Ces faits cliniques ont donné lieu à deux sortes de dérives chez les psychanalystes. Michel Fain évoque à ce propos deux « clans » : ceux qui décèlent la
névrose et ses ramifications inconscientes partout et qui ont tendance à assimiler névrose et troubles psychosomatiques en donnant un sens symbolique à
ces derniers, et « les médecins, séduits par la simplicité du trouble somatique
et qui assimilent ce dernier à un cas particulier de la réaction de l’organisme
aux agressions »
[4].
La notion de stress, en assimilant le fait psychique dérangeant à une
agression venue de l’extérieur, est devenue une doctrine agressologique
élémentaire qui tend même vers une simplicité de type arc réflexe. Or, c’est
cette simplicité qui est justement l’un des éléments les plus caractéristiques du
fonctionnement mental du patient psychosomatique dont l’activité mentale
est court-circuitée. Inapte à intégrer un traumatisme psychique par une voie
mentale hors circuit, il le fait par une voie simplifiée, celle d’un agir comportemental ou sur un mode somatique.
Le syndrome général d’adaptation, lui aussi, ne se produit chez un sujet
que lorsque ses défenses spécifiques sont défaillantes…
Certains auteurs de ce numéro ont évoqué la question du stress dans les
traitements, sa possible transformation en réprésentation (Félicie Nayrou), en
jeu d’enfant (Marie Sirjacq), le réinvestissement narcissique des traumatismes
(Béatrice Le François). Lucien Hounkpatin et Diran Donabédian évoquent ce
qui a été appelé stress post-traumatique chez des rescapés des massacres au
Burundi ou du tremblement de terre en Arménie, et les difficiles problèmes que
posent les traitements psychothérapiques dans ces situations de catastrophes.
Ils exposent les repères théoriques qu’ils se sont donnés dans les missions humanitaires auxquelles ils ont participé.

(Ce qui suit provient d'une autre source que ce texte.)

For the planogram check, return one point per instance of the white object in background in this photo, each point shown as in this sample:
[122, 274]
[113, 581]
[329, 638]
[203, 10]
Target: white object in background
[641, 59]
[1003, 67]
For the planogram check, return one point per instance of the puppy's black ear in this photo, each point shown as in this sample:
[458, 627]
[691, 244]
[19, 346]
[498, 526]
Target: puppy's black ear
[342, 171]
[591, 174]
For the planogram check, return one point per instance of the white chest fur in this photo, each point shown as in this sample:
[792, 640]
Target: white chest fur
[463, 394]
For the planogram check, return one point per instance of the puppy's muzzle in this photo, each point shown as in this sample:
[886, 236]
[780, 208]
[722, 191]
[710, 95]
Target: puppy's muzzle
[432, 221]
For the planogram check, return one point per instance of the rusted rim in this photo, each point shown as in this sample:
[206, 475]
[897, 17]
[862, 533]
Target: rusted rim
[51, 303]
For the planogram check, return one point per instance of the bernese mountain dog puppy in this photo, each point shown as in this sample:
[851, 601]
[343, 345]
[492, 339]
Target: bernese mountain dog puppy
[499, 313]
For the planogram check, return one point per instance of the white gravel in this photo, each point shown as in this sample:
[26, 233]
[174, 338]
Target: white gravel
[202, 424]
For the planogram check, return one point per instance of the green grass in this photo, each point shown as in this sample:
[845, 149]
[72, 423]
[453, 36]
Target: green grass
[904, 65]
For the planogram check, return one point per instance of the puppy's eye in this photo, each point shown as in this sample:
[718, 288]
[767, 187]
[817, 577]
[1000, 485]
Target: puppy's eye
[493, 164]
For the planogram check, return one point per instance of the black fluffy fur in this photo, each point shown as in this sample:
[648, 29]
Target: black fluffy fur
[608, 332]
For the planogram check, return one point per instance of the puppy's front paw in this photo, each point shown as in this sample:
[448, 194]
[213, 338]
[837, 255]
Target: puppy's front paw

Il y a de nombreuses variantes dans les méthodes de « débriefing » utilisées couramment dans les urgences traumatiques. Faire parler les victimes de
leur trauma est l’idée thérapeutique la plus répandue, ce qui a parfois son
utilité. D’autres fois, la méthode utilisée, simpliste, confine au procédé quasi
opératoire. À travers des paroles empruntées à des victimes et des bourreaux
de la Shoah, Rachel Rosenblum nous rappelle, ici, les dangers inhérents au
fait de « dire » des expériences intolérables, le retour des affects pouvant être
dévastateur.
L’un des sujets classiques de controverse sur le stress tient à la place de ses
causes sociologiques (les rapports au travail, le rendement, etc.). Mais le
stress vu sous cet angle semble simplifié, son caractère de phénomène social
permettant de réduire et d’effacer les causes psychologiques personnelles qui
différencient ceux qui y sont soumis.
Michel Fain a donné l’exemple d’une patiente qui incriminait le stress dû
à son métier et à ses obligations familiales dans le déclenchement de coliques
néphrétiques survenant juste avant les vacances. Il apparaîtra que c’est bien
plutôt la situation des vacances qui réactive un violent conflit œdipien avec sa
mère, qui énerve la patiente au plus haut point. Elle s’en culpabilise, ce
qu’elle tente de réprimer. Pour M. Fain, « la goutte d’eau qui fait déborder le
vase », autrement dit, la tension préexplosive qu’on a désignée par stress, ne
tombe ni au travail ni en vacances, mais bien plutôt quand la liaison s’établit
entre les deux
[5].
On voit, ici, la différence entre les causes sociologiques de stress mises en
avant – le travail et les obligations familiales – et l’écoute du psychanalyste
qui s’intéresse aux représentations, aux scènes qui s’imposent à la conscience
de son patient, et qui font « déborder le vase », c’est-à-dire les défenses psychiques dont il dispose contre le débordement des tensions excessives d’excitation.
[1]
Voir à ce propos Pierre Marty (1990),
La Psychosomatique de l’adulte, PUF, Que sais-je ? 1990,
p. 7, et Hanna Kamienecki (1994),
Histoire de la psychosomatique, PUF, Que sais-je ? 1994, p. 59.
[2]
Notamment Pierre Marty, Michel Fain, Michel de M’Uzan et Chritian David.
[3]
Pierre Marty et Michel de M’Uzan (1962), La Pensée opératoire,
Revue française de psychanalyse, XXVII, n° spécial, 1963, republié en 1994 in
Revue française de psychosomatique, n° 6.
[4]
L. Kreisler, M. Fain, M. Soulé (1995),
L’Enfant et son corps, PUF, 5 e éd.
[5]
M. Fain (1997), « La Goutte d’eau », in
Revue française de psychosomatique, n° 12.